T.C. Memo. 1942-628
Funds withdrawn from a joint bank account and placed into another account remain includible in the decedent’s gross estate under Section 811(e) of the Internal Revenue Code, absent an agreement severing the joint tenancy or proof that the funds originally belonged to the surviving tenant.
Summary
The Tax Court addressed whether funds withdrawn from a joint bank account by the decedent’s wife shortly before his death, and deposited into accounts solely in her name, should be included in the decedent’s gross estate for estate tax purposes. The court held that the funds remained includible because the joint tenancy was never severed by agreement, and the petitioner failed to prove the funds originally belonged to the wife.

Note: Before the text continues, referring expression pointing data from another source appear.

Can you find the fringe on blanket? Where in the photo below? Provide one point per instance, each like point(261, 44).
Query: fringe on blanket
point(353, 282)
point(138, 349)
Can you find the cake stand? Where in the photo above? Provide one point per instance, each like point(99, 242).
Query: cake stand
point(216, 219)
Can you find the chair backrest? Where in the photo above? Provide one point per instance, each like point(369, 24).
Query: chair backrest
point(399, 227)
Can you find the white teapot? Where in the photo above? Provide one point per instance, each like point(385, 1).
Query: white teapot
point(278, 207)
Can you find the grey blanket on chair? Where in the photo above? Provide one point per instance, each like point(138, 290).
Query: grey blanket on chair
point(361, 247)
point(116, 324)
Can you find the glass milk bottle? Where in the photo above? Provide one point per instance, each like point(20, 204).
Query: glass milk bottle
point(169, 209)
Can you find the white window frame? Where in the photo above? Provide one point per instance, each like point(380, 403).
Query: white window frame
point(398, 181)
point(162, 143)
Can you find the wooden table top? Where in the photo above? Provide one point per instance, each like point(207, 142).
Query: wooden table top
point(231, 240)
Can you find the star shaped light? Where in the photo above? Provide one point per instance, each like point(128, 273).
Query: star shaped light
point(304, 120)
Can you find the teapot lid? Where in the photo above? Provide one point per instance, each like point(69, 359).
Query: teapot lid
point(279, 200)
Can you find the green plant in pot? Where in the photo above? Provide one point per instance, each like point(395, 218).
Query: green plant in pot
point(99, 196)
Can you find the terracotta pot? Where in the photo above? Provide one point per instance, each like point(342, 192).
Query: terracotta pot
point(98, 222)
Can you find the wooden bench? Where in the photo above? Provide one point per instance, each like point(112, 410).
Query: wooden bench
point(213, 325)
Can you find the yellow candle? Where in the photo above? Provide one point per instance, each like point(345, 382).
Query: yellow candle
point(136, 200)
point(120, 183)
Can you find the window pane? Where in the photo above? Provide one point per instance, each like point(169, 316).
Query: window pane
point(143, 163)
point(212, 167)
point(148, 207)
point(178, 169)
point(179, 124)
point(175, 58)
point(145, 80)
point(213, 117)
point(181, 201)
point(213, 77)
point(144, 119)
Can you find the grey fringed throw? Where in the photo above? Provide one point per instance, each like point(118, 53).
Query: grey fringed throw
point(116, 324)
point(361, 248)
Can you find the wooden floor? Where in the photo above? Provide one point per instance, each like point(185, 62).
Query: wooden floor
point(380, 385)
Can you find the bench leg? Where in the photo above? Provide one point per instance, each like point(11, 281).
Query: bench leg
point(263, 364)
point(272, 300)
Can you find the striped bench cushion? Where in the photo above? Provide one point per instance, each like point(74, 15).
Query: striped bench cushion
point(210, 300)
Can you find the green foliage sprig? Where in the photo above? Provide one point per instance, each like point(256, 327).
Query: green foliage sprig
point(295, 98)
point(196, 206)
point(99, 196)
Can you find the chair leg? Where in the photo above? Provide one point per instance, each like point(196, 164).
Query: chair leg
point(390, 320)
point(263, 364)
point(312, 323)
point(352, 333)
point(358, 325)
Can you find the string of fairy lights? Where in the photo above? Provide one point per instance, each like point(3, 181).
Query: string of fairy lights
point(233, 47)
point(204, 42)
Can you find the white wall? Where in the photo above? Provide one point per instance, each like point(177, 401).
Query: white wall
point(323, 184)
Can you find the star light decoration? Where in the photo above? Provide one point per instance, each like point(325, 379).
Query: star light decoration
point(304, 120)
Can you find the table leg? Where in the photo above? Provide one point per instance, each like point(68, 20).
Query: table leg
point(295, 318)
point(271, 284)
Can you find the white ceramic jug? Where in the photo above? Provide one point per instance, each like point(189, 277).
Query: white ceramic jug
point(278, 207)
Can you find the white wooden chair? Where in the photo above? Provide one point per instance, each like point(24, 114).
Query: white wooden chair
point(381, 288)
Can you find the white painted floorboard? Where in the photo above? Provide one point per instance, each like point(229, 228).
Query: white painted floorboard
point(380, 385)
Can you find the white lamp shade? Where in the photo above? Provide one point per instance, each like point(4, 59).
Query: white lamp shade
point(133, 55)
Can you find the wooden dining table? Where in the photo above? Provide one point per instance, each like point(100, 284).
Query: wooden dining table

The ruling underscores the importance of establishing separate property rights and documenting any agreements to sever joint tenancies to avoid inclusion in the gross estate.
Facts
Harold W. Glancy held several bank accounts in joint tenancy with his wife. Shortly before his death, while Glancy was in a coma, his wife withdrew funds from these joint accounts and deposited them into new accounts solely in her name. The Commissioner determined a deficiency in the estate tax, arguing that the funds in the accounts held solely in the wife’s name were still includible in the decedent’s gross estate.
Procedural History
The Commissioner determined a deficiency in the estate tax. The Estate of Harold W. Glancy petitioned the Tax Court for a redetermination of the deficiency. The Tax Court reviewed the Commissioner’s determination.
Issue(s)
Whether funds withdrawn from a joint bank account by one joint tenant and deposited into an account solely in that tenant’s name are includible in the decedent’s gross estate under Section 811(e) of the Internal Revenue Code.
Holding
Yes, because the joint tenancy was never severed by agreement, and the petitioner failed to prove that the funds originally belonged to the wife.
Court’s Reasoning
The court relied on Section 811(e) of the Internal Revenue Code, which includes in the gross estate the value of property held as joint tenants or deposited in joint names and payable to either or the survivor. The court noted California law, which presumes that property acquired with funds from a joint tenancy account retains its character as joint property, unless there is an agreement to the contrary. The court stated that “contrary to the rule of the common law… it has become the established principle in California that, if money is taken from a joint tenancy account during the joint lives of the depositors, property acquired by the money so withdrawn, or another account into which the money is traced, will retain its character as property held in joint tenancy like the original fund, unless there has been a change in the character by some agreement between the parties.” Since the decedent was in a coma and unable to enter into an agreement, the court found no evidence of an agreement to sever the joint tenancy. Furthermore, the petitioner failed to prove that the funds originally belonged to the wife. The court emphasized that the Commissioner’s determination is presumed correct, and the burden is on the petitioner to prove it erroneous.
Practical Implications
This case emphasizes the importance of formally severing a joint tenancy if the intention is to change the ownership of property held jointly. Absent a clear agreement, funds withdrawn from a joint account remain subject to the joint tenancy rules for estate tax purposes, especially in community property states like California. Attorneys should advise clients to document any agreements regarding the disposition of joint property and to understand that merely transferring funds from a joint account to an individual account may not be sufficient to remove the funds from the decedent’s gross estate. Later cases would likely distinguish situations where clear evidence of intent to sever the joint tenancy existed or where the surviving spouse could prove contribution to the joint account with separate property.